Section4 딥러닝 과제
<Segmentation, Object Detection 레포지토리 찾아서 따라해보기>
github에서 segmentation으로 검색해서 가장 먼저 나온 레포
'awesome semantic segmentation'(https://github.com/mrgloom/awesome-semantic-segmentation)에서 따라해볼 만한 레포지토리를 찾았다. 이 레포에는 다양한 딥러닝 모델을 활용한 segmentation 레포 정리되어 있다. 여기 있는 것만 다 따라해봐도 많이 배울 듯..
mrgloom/awesome-semantic-segmentation
:metal: awesome-semantic-segmentation.

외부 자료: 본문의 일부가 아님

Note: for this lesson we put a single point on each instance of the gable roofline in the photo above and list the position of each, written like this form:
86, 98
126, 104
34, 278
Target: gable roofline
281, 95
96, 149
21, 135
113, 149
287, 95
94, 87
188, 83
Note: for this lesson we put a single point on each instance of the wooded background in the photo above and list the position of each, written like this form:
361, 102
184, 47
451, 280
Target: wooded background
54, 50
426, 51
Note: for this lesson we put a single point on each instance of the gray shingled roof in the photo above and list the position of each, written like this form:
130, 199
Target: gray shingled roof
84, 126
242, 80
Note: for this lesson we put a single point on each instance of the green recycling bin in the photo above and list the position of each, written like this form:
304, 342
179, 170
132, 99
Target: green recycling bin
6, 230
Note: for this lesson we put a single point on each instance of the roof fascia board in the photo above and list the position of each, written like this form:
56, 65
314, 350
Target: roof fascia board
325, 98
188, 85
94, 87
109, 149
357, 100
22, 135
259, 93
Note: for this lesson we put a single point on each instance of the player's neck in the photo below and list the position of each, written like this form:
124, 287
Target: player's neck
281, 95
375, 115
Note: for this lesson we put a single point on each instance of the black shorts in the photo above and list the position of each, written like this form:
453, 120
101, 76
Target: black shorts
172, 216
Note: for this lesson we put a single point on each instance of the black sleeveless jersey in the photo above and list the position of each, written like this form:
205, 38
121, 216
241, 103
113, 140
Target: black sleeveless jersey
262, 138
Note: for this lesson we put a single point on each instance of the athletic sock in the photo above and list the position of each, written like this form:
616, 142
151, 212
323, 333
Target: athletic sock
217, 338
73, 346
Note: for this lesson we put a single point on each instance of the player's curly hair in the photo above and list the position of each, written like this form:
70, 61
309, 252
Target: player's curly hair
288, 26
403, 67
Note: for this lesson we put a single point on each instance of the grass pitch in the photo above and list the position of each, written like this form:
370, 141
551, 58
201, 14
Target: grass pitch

Contribute to mrgloom/awesome-semantic-segmentation development by creating an account on GitHub.
github.com
내가 따라할 레포지토리는keras_segmentation_python_example(https://github.com/divamgupta/image-segmentation-keras)이다. 간단하고 친절해보여서 선택했는데 처음부터 바로 돌아가진 않았다. 역시 환경문제가 계속 발생했다.
AttributeError: module 'keras.utils' has no attribute 'get_file'
AttributeError: module 'tensorflow_core.compat.v2' has no attribute '__internal__' site:stackoverflow.com
이런 식으로 계속 AttributeError가 발생했는데 제대로 된 버전의 텐서플로우와 케라스를 설치해주지 않아서 발생하는 것이었다.
코랩을 돌리기 전에
!pip install keras==2.4.3
!pip install tensorflow==2.4.1
!apt-get install -y libsm6 libxext6 libxrender-dev
!pip install opencv-python
이렇게 깃헙 레포에서 추천하는 버전을 다시 깔아주니까 깔끔하게 돌아갔다.
내가 따라한 튜토리얼은 아래와 같은 길거리 이미지를 이용하여 이미지를 분류하는 것이었다.
간단한 튜토리얼이라서 특별한 전처리 과정은 없었다.
from keras_segmentation.models.unet import vgg_unet
model = vgg_unet(n_classes=50 , input_height=320, input_width=640)
pre-trained Unet 모델을 활용했다.
모델의 은닉층을 살펴보면 다음과 같다. convolution 층, maxpooling 층이 반복되다가 zeropadding, batch normalization 이후 upsampling, concatenate, zeropadding, batch normalization이 반복되는 Unet의 형태를 보여준다.
Model: "model_3"
__________________________________________________________________________________________________
Layer (type) Output Shape Param # Connected to
==================================================================================================
input_1 (InputLayer) [(None, 320, 640, 3) 0
__________________________________________________________________________________________________
block1_conv1 (Conv2D) (None, 320, 640, 64) 1792 input_1[0][0]
__________________________________________________________________________________________________
block1_conv2 (Conv2D) (None, 320, 640, 64) 36928 block1_conv1[0][0]
__________________________________________________________________________________________________
block1_pool (MaxPooling2D) (None, 160, 320, 64) 0 block1_conv2[0][0]
__________________________________________________________________________________________________
block2_conv1 (Conv2D) (None, 160, 320, 128 73856 block1_pool[0][0]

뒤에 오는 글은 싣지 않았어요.